Sen. Ted Stevens, the longest-serving Republican in the Senate, gave an emotional goodbye Thursday to the body he served for 40 years, signaling the end of an era for the Republican Party on the same day that a new poll shows the party's popularity at historic lows.

"My motto has been here: To hell with politics, just do what is right for Alaska," Stevens said during his 10-minute floor speech, a day after conceding defeat in his bid for an eighth term.

Stevens, who never shied from his desire secure for pork-barrel spending projects for his state, conceded defeat Wednesday to Democratic challenger Mark Begich after the latest count of absentee and questioned ballots from the Nov. 4 election widened the Anchorage mayor's lead to 3,724 votes.

Even if Stevens had won, he still faced expulsion from the Senate after his October conviction in federal court for concealing gifts from an oil-services company.

So as the 85-year-old lawmaker walks away from the post that he has held since 1968, Republican approval polls remained in a free fall, suggesting that voters increasingly are tired of a party that is seen as having turned its back on fiscal responsibility in favor of widespread misuse of power.

A new Gallup Poll shows that just 34 percent of Americans have a favorable view of the Republican Party, as its leaders sought to redesign a conservative agenda aimed at winning back disaffected party members and independents.

"After suffering major blows in the election, the Republican Party is experiencing its worst image rating in a least a decade," the Gallup Poll reported Thursday, with a whopping 61 percent of Americans holding an unfavorable view of the Republican Party.

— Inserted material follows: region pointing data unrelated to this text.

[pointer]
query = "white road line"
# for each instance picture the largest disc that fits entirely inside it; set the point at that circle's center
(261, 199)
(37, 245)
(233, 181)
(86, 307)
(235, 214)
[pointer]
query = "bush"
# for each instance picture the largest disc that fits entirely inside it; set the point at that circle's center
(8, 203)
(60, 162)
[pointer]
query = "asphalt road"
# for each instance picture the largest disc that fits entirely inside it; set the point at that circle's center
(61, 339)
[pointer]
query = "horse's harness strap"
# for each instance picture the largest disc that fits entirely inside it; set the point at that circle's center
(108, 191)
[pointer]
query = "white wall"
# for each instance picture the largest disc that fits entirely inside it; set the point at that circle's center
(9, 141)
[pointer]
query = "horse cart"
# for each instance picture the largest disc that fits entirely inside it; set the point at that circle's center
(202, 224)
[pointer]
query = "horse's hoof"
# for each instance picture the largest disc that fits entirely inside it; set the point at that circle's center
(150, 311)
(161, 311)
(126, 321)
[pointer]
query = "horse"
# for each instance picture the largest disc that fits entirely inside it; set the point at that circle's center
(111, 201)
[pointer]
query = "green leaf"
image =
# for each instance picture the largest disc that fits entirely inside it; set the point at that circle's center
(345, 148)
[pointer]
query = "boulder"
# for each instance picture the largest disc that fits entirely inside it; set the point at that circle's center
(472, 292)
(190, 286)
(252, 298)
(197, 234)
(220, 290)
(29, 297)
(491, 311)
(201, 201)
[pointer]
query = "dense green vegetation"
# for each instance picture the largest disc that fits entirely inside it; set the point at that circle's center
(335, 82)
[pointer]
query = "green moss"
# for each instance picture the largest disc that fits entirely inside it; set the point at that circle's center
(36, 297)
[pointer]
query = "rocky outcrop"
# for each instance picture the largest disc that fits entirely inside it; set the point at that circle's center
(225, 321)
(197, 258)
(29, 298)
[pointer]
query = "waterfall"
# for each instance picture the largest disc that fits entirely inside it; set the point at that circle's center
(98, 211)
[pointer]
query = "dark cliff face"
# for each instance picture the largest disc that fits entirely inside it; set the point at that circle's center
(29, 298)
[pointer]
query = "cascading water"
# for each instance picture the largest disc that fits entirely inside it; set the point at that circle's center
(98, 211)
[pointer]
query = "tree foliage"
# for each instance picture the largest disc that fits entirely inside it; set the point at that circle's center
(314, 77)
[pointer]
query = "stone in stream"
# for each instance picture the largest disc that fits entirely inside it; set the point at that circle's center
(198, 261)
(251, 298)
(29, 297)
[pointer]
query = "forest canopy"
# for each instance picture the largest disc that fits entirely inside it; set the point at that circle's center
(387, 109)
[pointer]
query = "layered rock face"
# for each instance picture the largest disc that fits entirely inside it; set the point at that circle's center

The poll, conducted Nov. 13 to 16, found that the party's anemic favorability rating has fallen by an additional six points, down from 40 percent in mid-October. Democrats, on the other hand, had a favorability rating of 55 percent, about the same as last month. Notably, 91 percent of Democrats approved of their party compared with just 78 percent of Republicans. The nationwide poll had a three-percentage-point margin of error.

Republican lawmakers, still smarting from the election beating, said the poll confirms that Republicans' need to recommit itself to core conservative values of limited government and national security.

"I think we, as a party, need to restate our principles and stick with them - which are maintaining fiscal responsibility, maintaining a government that's affordable, maintaining a strong commitment to national defense," said Republican Sen. Judd Gregg of New Hampshire, after learning of the country's low esteem for his party.